Mitchell, who shares daughter, Lilah, 12, and son, Kallum, 7, with wife, Susan, said the diagnosis forced him and his family to shift their focus on everyday life.
“I think it, over time, became the theme of us accepting this with grace,” he says. “Trying to see the beauty in it, in a way. I’ll never forget, one of my Star Trek costars told me, because they had dealt with some trying times with illnesses and stuff, and I remember them communicating to me, saying, ‘You have a choice. You can look at this in many different ways, but maybe try to look at this like a gift where you get to experience life in a way that most people don’t.'”
“From that point on, it became, ‘Let’s just spend time with the family,'” Mitchell continues. “We took a couple vacations. Pulled the kids out of school. We had meetings with all their schools, with the principal, the counselors, their teachers. Everyone was in support and understanding the situation and that we might be pulling them out of school more than most, just so we can spend some time together as a family while I was still healthy.”
Over the course of the next year and half, Mitchell (who also stars in the CW’s Nancy Drew) continued to work to the best of his ability — but faced some road blocks along the way.
After landing the lead in a television show, Mitchell informed production about his diagnosis and decided to give up his part, as it would require a move to Newfoundland.
“We realized it wasn’t right for me health-wise and emotionally to move away from my family just to go work on this project,” he explains. “That being said, I wanted to see it through. I cared about the people and I cared about the show and the character that I created. Being lead of the show, I really wanted that responsibility. But in the end, it just wasn’t the right thing to continue on.”
As he began to tell people here and there of his recent diagnosis, Mitchell says his acting community came together to offer support in different ways.
“When I started [Nancy Drew], I was playing a character that was ‘normal’,” he says. “They were aware of my limitations and my illness, but they still wanted to work with me. Although it feels more challenging to play this character who doesn’t have any disabilities, it’s the process that they do. They accommodate and make it work. We use the double, the stunt double, the body double, punching and on closeups, and medium shots with me. Or my shots will be me, the scenes will be me seated or leaning up against something. They just make it work. They do it in a way that they don’t ever make me feel like I’m dragging things out or a hindrance or anything. It always makes me feel like I’m still an asset. That’s really empowering.”
Mitchell says roles have even been created specifically for him.

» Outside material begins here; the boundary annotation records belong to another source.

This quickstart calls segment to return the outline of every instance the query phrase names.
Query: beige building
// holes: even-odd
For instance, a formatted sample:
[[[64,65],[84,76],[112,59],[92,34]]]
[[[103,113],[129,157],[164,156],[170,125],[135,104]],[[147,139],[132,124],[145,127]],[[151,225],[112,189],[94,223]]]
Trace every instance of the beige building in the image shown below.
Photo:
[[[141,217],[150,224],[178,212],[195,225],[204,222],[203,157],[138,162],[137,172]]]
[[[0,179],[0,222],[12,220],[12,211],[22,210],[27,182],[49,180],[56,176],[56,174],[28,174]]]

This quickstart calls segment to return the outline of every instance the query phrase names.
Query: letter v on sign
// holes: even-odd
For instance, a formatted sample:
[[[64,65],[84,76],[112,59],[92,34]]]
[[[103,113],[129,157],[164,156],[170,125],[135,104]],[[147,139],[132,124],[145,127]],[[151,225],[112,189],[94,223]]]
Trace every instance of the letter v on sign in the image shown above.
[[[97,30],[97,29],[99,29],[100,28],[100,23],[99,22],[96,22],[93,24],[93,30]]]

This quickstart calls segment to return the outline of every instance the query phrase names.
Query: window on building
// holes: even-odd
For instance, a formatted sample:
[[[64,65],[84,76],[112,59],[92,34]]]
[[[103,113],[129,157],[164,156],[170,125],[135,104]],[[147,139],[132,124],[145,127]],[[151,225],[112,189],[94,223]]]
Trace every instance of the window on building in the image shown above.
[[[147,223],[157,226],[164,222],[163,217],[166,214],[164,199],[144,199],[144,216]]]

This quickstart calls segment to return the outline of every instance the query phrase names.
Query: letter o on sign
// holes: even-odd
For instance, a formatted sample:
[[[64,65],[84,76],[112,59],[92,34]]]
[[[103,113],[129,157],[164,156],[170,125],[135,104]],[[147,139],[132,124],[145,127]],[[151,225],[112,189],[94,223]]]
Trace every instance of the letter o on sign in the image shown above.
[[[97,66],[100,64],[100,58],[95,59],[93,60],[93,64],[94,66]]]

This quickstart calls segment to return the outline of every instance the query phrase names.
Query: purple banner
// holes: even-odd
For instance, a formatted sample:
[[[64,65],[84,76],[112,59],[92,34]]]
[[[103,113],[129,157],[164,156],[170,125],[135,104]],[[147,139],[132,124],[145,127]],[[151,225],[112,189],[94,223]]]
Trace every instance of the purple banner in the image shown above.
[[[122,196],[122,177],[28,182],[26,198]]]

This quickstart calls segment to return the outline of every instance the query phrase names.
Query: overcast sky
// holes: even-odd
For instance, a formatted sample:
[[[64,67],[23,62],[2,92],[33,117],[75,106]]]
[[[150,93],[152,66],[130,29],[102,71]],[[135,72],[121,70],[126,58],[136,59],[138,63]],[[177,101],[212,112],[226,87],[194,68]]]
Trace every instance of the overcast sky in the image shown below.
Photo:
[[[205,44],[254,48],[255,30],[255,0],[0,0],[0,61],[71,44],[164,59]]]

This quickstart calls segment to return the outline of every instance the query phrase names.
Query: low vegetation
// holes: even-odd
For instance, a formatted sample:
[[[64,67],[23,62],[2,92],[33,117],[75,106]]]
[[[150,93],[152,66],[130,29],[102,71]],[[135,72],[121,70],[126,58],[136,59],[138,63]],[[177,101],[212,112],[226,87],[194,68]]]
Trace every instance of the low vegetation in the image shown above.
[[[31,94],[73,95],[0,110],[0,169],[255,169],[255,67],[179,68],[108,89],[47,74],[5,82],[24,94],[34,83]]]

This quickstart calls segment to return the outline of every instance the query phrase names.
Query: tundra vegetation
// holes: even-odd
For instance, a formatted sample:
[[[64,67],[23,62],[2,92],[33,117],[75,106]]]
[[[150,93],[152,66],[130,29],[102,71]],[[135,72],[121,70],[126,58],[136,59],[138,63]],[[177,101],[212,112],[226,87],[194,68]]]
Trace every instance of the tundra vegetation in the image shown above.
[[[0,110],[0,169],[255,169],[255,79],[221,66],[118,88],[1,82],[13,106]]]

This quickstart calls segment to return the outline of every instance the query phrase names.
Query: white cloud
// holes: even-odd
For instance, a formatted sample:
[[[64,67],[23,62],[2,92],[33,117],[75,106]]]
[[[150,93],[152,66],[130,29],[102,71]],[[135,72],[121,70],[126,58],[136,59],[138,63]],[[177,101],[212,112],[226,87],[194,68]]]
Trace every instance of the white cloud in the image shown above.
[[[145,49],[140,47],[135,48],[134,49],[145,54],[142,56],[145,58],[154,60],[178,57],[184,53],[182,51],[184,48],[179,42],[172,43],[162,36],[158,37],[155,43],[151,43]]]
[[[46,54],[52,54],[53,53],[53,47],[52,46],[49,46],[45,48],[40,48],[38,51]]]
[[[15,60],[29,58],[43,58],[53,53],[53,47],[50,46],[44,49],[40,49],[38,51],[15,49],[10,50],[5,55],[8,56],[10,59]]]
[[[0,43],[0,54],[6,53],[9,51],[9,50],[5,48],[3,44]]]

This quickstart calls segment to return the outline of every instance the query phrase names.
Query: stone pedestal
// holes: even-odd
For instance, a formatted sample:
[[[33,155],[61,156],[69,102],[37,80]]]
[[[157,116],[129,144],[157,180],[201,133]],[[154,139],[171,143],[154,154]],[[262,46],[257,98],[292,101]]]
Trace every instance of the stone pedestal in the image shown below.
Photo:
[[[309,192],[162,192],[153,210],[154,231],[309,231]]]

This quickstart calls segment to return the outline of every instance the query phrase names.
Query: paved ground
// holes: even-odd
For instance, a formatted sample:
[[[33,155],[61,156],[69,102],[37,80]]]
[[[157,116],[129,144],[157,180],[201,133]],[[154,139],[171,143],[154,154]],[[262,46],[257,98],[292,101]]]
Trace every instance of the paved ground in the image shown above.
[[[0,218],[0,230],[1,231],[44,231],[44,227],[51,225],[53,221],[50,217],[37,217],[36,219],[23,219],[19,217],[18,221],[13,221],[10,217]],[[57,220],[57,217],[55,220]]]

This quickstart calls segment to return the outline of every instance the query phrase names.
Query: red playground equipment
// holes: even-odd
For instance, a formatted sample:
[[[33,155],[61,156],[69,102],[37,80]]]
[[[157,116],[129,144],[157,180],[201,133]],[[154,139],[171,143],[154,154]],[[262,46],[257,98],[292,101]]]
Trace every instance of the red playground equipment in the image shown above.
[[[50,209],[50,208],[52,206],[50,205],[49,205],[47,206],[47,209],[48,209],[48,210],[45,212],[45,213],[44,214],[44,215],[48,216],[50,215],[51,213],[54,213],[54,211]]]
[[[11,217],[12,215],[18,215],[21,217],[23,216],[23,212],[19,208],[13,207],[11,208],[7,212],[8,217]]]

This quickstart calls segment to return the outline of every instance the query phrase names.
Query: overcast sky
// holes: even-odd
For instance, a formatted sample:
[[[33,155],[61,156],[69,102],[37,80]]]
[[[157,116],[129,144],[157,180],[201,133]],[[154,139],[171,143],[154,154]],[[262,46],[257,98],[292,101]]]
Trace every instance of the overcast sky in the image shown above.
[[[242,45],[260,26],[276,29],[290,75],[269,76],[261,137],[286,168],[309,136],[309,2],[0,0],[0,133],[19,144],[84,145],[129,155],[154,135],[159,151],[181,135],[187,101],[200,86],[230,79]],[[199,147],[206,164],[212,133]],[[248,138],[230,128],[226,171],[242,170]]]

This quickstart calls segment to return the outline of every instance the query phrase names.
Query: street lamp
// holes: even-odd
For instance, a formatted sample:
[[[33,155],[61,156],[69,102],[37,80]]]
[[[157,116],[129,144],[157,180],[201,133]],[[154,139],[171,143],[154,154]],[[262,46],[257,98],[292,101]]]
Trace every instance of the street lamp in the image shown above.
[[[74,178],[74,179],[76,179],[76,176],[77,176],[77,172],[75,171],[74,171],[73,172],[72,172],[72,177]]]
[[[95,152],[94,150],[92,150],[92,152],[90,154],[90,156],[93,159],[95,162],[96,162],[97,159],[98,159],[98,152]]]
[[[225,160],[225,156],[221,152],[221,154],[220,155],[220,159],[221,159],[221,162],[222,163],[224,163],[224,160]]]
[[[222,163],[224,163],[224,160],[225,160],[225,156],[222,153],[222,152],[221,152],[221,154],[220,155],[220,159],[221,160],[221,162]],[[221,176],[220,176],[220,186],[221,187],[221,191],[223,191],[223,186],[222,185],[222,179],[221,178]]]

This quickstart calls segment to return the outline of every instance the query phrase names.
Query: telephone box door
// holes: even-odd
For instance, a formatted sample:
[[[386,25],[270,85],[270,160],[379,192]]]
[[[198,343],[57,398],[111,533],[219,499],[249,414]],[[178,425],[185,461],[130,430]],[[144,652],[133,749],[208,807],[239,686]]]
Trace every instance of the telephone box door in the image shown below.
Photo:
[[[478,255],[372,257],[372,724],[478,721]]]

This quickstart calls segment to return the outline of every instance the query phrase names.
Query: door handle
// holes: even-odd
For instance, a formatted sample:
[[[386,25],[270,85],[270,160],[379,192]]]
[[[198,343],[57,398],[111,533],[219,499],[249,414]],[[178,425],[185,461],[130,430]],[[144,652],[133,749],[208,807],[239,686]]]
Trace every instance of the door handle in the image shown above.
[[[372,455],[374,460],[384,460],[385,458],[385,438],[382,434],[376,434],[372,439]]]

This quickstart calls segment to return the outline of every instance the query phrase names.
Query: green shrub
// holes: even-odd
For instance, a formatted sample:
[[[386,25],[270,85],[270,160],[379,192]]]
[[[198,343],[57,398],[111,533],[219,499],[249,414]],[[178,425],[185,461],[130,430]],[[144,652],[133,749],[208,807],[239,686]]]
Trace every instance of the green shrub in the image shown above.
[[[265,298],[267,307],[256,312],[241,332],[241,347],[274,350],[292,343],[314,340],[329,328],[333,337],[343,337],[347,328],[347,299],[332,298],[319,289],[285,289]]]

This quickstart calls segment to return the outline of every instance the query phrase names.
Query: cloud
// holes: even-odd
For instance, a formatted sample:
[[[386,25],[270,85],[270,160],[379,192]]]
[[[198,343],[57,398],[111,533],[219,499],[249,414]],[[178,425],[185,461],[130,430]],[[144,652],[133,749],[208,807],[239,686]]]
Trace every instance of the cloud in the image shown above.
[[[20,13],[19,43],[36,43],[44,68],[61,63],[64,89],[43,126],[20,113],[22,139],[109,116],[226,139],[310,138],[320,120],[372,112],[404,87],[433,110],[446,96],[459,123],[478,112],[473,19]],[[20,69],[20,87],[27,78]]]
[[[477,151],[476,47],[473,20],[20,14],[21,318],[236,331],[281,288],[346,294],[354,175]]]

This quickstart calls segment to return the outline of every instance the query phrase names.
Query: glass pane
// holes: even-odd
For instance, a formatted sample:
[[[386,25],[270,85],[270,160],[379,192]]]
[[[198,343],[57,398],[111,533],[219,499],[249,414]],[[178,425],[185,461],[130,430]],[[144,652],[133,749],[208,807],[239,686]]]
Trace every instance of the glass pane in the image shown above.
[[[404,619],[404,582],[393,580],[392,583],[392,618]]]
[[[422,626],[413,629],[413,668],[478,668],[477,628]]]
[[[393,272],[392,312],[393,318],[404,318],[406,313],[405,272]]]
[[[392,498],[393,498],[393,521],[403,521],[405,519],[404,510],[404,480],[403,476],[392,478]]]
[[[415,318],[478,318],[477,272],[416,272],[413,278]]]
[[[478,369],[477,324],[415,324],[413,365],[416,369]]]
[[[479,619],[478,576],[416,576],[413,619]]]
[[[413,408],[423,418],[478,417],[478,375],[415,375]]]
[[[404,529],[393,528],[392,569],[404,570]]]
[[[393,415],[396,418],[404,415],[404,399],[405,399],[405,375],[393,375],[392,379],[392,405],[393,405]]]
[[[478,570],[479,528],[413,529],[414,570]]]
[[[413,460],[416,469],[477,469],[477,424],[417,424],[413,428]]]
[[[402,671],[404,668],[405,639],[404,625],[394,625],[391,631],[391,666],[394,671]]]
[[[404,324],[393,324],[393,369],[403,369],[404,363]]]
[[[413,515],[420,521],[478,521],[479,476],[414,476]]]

“Dan Shotz and Jon Steinberg created this show, The Old Man, with Jeff Bridges and John Lithgow, and they created a part for me,” he says. “An FBI agent and I got to be in this chair. It was just really liberating and freeing to not have to hide what was happening to me. It was at that point forward, I was like, ‘Yeah, I’m ready for this. I think this is the direction I should continue to take.'”
Now, using a wheelchair since October 2019, Mitchell says he’s more than ready and willing to speak his truth.
“I’m just getting more comfortable with what’s happening with me,” he says. “I think there’s something I can offer and I want to be a part of that. A lot of people helped me along the way, through my actions, or if I can inspire one person that would mean a lot to me. So, I just feel like it’s time. There’s a practical aspect of it. I can’t hide it anymore. I thought instead of shielding myself away in my home, which, if that’s your choice that’s fine, too. I wouldn’t make any judgment on anyone. I don’t think anyone would on me. But, I just feel like it’s time that I get out there and be a voice.”